Skandhas (Sanskrit) or khandhas (Pāḷi) means “heaps, aggregates, collections, groupings”.[1] In Buddhism, it refers to the five aggregates concept that asserts five elements constitute and completely explain a living being’s mental and physical existence.[2][3][4] The five aggregates or heaps are: matter or body (rupa), sensations or feelings (vedana), perceptions (samjna), mental formations (sankhara), and consciousness (vijnana).[5][6][7]
The skandhas explain what is a “being or individual”, and the skandhas theory complements the anatta doctrine of Buddhism which asserts that all things and beings are without self.[8][3][9] The anatta and “five aggregates” doctrines are part of the liberating knowledge in Buddhism, wherein one realizes that there is no-self, a being is five aggregates, each of which are “not I, and not my self”, and each of the skandha is empty, without substance.[10][11]

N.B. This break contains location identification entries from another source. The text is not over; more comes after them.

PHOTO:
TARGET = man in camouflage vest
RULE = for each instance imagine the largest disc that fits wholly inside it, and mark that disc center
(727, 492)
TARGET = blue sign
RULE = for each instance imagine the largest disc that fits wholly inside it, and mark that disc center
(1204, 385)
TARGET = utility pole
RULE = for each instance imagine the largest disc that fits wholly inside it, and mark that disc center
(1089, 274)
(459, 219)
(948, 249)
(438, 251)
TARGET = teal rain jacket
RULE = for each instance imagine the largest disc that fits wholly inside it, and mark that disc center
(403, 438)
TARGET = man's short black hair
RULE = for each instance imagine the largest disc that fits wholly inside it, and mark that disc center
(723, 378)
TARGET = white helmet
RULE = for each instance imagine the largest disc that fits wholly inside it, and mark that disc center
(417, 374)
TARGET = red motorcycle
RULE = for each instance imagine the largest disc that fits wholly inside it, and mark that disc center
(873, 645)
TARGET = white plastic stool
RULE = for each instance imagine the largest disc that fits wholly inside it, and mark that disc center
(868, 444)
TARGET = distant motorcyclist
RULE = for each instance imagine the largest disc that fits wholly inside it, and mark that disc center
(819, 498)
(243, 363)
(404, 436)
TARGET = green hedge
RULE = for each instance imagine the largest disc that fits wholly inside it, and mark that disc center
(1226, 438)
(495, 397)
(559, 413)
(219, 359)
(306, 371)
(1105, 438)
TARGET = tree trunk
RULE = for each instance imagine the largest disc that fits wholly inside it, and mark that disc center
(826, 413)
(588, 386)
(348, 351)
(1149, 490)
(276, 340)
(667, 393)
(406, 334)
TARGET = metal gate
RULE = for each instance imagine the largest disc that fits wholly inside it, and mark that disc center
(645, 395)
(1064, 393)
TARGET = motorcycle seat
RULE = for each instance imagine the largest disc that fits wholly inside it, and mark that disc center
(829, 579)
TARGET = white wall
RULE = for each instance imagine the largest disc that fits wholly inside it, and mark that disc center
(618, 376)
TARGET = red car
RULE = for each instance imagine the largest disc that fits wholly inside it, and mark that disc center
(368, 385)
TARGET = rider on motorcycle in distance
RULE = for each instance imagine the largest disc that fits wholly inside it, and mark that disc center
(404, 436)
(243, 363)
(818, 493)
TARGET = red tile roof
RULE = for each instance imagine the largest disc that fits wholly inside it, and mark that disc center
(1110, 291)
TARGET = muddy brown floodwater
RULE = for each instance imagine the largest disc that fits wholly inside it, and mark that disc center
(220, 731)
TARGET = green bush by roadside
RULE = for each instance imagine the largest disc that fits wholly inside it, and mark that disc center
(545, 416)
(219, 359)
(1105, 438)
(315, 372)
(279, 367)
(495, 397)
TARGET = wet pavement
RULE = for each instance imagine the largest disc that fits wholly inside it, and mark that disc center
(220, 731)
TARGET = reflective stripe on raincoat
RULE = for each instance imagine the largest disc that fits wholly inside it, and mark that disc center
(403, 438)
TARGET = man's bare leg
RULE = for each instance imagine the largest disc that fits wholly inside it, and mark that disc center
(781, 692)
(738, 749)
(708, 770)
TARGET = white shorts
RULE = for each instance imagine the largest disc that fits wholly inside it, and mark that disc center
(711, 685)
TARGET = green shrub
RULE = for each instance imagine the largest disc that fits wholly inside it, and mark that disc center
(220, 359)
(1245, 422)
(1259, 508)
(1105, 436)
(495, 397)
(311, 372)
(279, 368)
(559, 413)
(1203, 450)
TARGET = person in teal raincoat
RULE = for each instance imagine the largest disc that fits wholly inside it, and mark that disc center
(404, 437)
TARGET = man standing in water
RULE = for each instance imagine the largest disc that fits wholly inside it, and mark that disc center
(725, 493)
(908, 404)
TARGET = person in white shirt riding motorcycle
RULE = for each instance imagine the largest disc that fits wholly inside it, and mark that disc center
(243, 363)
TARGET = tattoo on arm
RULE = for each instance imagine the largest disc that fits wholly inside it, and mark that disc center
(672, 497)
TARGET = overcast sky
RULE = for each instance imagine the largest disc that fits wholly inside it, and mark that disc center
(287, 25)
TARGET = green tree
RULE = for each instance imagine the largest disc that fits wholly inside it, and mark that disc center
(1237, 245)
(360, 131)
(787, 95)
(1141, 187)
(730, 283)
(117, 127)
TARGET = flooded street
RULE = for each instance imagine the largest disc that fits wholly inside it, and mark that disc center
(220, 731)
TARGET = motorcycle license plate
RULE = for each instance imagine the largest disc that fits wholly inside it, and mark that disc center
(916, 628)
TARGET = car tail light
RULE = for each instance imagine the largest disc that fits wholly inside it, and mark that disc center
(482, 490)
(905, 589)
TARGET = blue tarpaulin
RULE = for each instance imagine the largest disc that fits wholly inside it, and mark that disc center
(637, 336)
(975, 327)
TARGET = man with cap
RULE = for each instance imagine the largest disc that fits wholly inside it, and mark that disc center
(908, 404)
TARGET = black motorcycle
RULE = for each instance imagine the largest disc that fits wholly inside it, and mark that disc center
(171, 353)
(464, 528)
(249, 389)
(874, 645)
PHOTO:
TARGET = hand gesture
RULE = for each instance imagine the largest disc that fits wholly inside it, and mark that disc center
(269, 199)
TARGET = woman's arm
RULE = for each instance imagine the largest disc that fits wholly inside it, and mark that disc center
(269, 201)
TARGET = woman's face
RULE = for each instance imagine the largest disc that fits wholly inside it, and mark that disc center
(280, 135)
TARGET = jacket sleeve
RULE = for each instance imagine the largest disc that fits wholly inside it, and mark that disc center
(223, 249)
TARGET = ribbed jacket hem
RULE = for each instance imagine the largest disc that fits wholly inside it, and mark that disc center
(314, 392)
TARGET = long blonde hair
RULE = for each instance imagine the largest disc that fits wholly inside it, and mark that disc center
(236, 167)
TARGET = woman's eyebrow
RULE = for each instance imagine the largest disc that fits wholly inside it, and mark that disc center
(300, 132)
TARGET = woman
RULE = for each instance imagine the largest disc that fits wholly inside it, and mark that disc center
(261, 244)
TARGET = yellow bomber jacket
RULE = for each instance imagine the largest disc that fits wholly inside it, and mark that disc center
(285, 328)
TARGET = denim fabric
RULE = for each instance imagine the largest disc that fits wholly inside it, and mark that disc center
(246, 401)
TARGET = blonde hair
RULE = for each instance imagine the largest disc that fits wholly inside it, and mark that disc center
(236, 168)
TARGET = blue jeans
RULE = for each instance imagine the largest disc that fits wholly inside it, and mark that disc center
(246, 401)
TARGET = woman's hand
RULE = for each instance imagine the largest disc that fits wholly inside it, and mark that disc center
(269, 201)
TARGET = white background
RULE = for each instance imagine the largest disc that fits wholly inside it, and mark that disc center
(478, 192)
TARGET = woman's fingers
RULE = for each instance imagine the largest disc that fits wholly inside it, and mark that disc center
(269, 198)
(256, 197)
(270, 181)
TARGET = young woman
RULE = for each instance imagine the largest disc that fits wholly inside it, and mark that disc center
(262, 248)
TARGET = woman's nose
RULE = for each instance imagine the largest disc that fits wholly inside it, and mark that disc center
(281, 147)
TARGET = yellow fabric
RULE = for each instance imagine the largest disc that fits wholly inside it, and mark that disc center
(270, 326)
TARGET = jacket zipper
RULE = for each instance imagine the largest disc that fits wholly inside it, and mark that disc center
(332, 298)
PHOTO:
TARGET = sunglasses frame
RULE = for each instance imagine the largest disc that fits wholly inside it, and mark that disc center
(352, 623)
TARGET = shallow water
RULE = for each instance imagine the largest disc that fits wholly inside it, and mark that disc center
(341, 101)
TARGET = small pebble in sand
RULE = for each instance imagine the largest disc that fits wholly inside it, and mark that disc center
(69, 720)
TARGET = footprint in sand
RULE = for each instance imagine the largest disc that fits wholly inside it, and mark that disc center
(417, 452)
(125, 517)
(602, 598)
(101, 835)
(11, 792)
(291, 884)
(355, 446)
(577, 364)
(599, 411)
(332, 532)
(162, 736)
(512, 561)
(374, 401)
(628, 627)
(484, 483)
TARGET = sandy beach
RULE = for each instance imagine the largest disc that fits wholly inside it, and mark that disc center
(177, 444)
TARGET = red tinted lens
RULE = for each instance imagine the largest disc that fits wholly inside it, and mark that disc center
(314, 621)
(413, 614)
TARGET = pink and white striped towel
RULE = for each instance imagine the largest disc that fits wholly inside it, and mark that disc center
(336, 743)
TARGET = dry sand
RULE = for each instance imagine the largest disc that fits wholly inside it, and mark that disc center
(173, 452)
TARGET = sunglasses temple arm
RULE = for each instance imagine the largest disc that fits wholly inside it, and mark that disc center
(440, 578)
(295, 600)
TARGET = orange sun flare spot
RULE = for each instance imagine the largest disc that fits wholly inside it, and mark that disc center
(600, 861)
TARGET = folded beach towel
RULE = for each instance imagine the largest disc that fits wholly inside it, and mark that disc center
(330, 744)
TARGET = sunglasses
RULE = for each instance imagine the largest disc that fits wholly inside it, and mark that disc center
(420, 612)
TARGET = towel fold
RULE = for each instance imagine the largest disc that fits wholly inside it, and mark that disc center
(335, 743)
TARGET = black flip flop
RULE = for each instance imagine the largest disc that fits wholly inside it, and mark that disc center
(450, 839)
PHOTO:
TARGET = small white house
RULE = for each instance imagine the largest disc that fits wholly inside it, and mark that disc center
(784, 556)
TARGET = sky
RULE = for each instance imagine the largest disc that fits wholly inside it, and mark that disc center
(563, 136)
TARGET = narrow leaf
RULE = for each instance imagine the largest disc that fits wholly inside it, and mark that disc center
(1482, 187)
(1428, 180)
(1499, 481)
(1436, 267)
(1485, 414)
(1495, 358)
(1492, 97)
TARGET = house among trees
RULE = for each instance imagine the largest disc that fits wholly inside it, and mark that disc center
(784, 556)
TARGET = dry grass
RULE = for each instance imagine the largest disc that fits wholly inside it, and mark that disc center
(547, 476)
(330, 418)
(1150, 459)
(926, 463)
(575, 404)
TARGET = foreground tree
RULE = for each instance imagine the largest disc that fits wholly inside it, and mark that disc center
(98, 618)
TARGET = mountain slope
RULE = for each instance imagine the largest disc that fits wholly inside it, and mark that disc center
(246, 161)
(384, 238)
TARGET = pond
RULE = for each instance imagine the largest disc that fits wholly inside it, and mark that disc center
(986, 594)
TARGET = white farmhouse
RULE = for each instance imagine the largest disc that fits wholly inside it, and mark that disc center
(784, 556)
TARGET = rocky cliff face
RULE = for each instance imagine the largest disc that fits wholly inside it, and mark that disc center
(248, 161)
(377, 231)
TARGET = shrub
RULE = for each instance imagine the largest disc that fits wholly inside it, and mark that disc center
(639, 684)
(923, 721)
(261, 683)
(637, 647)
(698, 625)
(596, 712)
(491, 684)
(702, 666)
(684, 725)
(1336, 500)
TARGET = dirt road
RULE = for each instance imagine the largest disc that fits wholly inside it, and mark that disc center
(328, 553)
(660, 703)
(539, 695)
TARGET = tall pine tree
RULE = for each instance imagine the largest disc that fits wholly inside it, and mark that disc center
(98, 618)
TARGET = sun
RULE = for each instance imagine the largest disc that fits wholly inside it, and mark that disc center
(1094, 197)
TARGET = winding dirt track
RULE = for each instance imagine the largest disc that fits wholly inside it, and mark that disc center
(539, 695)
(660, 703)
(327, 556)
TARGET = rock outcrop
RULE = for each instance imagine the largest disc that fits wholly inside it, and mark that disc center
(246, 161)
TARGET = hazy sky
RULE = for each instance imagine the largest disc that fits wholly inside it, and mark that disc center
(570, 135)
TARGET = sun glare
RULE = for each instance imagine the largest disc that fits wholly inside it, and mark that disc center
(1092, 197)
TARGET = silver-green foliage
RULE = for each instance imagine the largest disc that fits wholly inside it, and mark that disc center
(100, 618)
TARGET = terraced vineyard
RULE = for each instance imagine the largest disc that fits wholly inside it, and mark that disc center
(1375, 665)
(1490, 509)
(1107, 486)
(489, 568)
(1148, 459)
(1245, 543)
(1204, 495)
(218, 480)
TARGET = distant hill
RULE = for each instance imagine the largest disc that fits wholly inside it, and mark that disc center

In the Theravada tradition, suffering arises when one identifies with or clings to an aggregate. This suffering is extinguished by relinquishing attachments to aggregates. The Mahayana tradition asserts that the nature of all aggregates as intrinsically empty ofindependent existence. The skandhas concept to explain a thing or being is unique to Buddhism among major Indian religions, and is not shared by Hinduism and Jainism which believe that a living being has a soul, metaphysical self.[12][13]